O lucro da empresa vem subindo por uma
combinação de fatores. Por um lado, investimentos feitos nos últimos 10 anos
nos campos do pré-sal estão amadurecendo. Isso significa diminuição de custos e
aumento da produção. O óleo desses campos já chega a 70% do que é extraído. Por
outro, a companhia vem reduzindo o endividamento, e por isso paga menos juros,
ao mesmo tempo em que vende ativos.
No primeiro trimestre, US$ 2 bilhões
entraram no caixa da companhia com a venda de campos como Bacalhau e Carcará e
de participações em empresas como a NTS. Em 2021, as ações da BR Distribuidora
renderam R$ 11,35 bilhões (ou US$ 2,2 bi pelo câmbio de ontem) e a refinaria
Landulpho Alves, mais US$ 1,8 bi.
Sachsida bem lembrou que a Petrobras se
tornou uma das empresas mais endividadas do mundo, pelos erros de gestão dos
governos do PT. Mas esqueceu de dizer que o PP, do agora aliado Arthur Lira,
era o partido que controlava a diretoria de Abastecimento, justamente a
responsável pelas refinarias que deram errado.

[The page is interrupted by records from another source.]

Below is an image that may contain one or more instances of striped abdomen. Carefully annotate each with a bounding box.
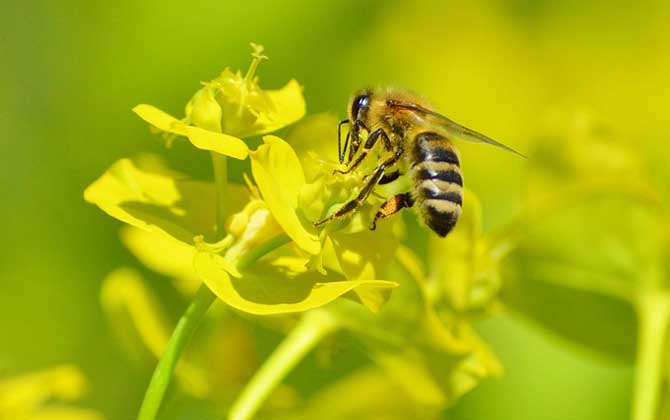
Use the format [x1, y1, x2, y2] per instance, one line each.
[410, 132, 463, 237]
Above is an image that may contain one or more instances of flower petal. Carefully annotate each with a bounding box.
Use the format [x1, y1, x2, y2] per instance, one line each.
[194, 251, 397, 315]
[182, 125, 249, 159]
[84, 157, 217, 244]
[100, 268, 210, 397]
[250, 136, 320, 254]
[254, 79, 306, 135]
[0, 365, 87, 406]
[328, 223, 400, 312]
[133, 104, 189, 136]
[120, 227, 201, 296]
[133, 104, 249, 159]
[100, 268, 172, 361]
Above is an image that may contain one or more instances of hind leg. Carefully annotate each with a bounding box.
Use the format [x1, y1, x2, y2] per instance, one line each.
[370, 193, 414, 230]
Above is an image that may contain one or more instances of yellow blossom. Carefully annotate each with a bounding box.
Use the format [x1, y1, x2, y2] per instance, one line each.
[133, 43, 305, 159]
[0, 366, 103, 420]
[427, 190, 503, 315]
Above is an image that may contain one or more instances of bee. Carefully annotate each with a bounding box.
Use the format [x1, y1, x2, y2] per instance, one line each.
[314, 87, 525, 237]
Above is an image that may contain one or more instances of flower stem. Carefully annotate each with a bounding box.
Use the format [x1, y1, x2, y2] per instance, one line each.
[211, 152, 228, 239]
[137, 284, 216, 420]
[228, 310, 338, 420]
[632, 292, 670, 420]
[135, 233, 294, 420]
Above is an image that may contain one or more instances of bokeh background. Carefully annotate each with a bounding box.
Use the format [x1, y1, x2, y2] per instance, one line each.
[2, 0, 669, 419]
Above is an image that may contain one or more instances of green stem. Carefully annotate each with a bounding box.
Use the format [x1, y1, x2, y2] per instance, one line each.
[211, 152, 228, 239]
[228, 310, 338, 420]
[135, 234, 292, 420]
[137, 284, 216, 420]
[632, 293, 670, 420]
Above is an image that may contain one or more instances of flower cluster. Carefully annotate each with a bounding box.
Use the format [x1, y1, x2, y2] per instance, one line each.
[85, 44, 506, 420]
[85, 44, 398, 316]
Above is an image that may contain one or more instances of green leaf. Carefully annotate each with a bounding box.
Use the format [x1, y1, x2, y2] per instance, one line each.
[84, 157, 218, 244]
[194, 250, 397, 315]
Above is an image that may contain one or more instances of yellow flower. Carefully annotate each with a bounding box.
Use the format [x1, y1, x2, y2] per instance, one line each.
[191, 180, 400, 314]
[239, 116, 406, 312]
[249, 135, 320, 254]
[0, 366, 103, 420]
[427, 190, 503, 316]
[83, 155, 219, 244]
[120, 226, 201, 296]
[318, 240, 501, 414]
[133, 43, 305, 159]
[85, 50, 398, 317]
[100, 268, 304, 412]
[85, 148, 397, 314]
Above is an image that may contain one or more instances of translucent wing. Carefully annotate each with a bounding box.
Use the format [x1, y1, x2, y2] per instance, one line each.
[388, 100, 527, 158]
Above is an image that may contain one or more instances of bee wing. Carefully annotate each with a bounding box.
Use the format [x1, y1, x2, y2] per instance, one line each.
[388, 100, 527, 158]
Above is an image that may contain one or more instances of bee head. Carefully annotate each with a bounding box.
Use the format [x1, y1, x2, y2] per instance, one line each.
[341, 89, 372, 164]
[349, 90, 371, 122]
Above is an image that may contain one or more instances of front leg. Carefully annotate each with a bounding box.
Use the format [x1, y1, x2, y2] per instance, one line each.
[337, 119, 350, 164]
[335, 128, 392, 175]
[347, 120, 365, 164]
[315, 149, 403, 227]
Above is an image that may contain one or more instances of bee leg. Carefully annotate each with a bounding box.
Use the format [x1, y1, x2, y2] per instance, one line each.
[347, 120, 366, 163]
[363, 168, 400, 184]
[315, 151, 402, 227]
[378, 170, 400, 185]
[370, 193, 414, 230]
[335, 128, 391, 175]
[337, 119, 350, 163]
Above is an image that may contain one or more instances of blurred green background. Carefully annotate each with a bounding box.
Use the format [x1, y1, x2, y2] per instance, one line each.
[2, 0, 669, 419]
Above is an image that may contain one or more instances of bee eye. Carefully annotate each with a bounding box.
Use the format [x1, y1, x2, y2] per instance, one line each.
[350, 94, 369, 120]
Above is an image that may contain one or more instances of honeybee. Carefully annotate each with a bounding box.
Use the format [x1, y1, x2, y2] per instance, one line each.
[314, 87, 525, 237]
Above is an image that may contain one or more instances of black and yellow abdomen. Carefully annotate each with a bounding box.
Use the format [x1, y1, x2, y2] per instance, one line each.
[410, 131, 463, 237]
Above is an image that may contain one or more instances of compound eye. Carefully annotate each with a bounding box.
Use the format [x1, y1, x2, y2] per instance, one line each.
[350, 94, 369, 119]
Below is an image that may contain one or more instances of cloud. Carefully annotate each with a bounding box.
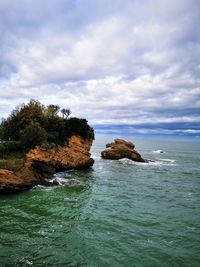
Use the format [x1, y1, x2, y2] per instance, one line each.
[0, 0, 200, 139]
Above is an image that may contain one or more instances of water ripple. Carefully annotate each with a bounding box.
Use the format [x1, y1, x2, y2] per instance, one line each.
[0, 140, 200, 266]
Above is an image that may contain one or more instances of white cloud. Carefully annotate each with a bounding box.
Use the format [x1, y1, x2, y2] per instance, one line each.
[0, 0, 200, 137]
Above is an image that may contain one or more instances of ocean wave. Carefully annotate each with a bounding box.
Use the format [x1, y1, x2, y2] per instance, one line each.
[50, 177, 70, 186]
[92, 153, 101, 159]
[161, 158, 176, 163]
[92, 155, 101, 160]
[119, 158, 176, 166]
[152, 150, 165, 154]
[33, 184, 56, 191]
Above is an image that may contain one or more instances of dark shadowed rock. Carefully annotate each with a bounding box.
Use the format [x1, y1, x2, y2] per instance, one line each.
[101, 139, 146, 162]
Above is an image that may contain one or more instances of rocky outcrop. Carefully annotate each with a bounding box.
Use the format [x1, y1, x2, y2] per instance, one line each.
[0, 136, 94, 194]
[101, 139, 146, 162]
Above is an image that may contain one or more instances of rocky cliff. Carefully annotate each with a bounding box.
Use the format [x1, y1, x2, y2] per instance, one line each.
[0, 136, 94, 194]
[101, 139, 145, 162]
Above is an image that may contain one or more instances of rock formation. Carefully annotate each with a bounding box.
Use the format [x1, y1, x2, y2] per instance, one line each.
[101, 139, 145, 162]
[0, 136, 94, 194]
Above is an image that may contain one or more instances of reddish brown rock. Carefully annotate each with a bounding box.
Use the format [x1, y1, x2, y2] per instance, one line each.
[101, 139, 145, 162]
[0, 136, 94, 194]
[26, 136, 94, 172]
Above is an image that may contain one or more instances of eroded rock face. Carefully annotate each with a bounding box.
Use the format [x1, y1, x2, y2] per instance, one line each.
[0, 136, 94, 194]
[26, 136, 94, 173]
[101, 139, 145, 162]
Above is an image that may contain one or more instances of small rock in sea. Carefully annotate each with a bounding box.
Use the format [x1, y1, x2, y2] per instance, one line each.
[101, 139, 146, 162]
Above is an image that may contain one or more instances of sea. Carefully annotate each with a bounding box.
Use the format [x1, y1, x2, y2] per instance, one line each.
[0, 135, 200, 267]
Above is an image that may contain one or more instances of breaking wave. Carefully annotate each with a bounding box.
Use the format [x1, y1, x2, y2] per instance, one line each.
[152, 150, 165, 154]
[119, 158, 176, 166]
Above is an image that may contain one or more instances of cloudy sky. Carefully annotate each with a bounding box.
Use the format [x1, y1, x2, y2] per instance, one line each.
[0, 0, 200, 139]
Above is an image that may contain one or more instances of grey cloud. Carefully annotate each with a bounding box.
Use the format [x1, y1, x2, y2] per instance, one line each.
[1, 0, 200, 84]
[0, 0, 200, 138]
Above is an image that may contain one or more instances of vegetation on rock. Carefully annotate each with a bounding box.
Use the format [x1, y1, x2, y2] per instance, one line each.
[0, 99, 94, 154]
[20, 122, 48, 149]
[0, 141, 24, 159]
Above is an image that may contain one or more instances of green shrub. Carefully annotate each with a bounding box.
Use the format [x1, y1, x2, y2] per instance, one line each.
[0, 143, 6, 153]
[47, 132, 59, 143]
[0, 142, 24, 159]
[4, 141, 23, 152]
[20, 123, 47, 150]
[65, 118, 94, 140]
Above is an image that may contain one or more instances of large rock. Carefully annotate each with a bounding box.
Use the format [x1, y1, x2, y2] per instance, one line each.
[0, 136, 94, 194]
[101, 139, 145, 162]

Foi esse alto endividamento que motivou o
saneamento da Petrobras, que teve início no governo Temer. A comparação entre o
primeiro trimestre de 2022 com o primeiro trimestre de 2014, último período em
que o petróleo passou de US$ 100, mostra uma queda de 51% nos custos de
extração, de 62% nas despesas administrativas e de 65% nos juros pagos. A
empresa“fez o dever de casa”, como dizem os liberais.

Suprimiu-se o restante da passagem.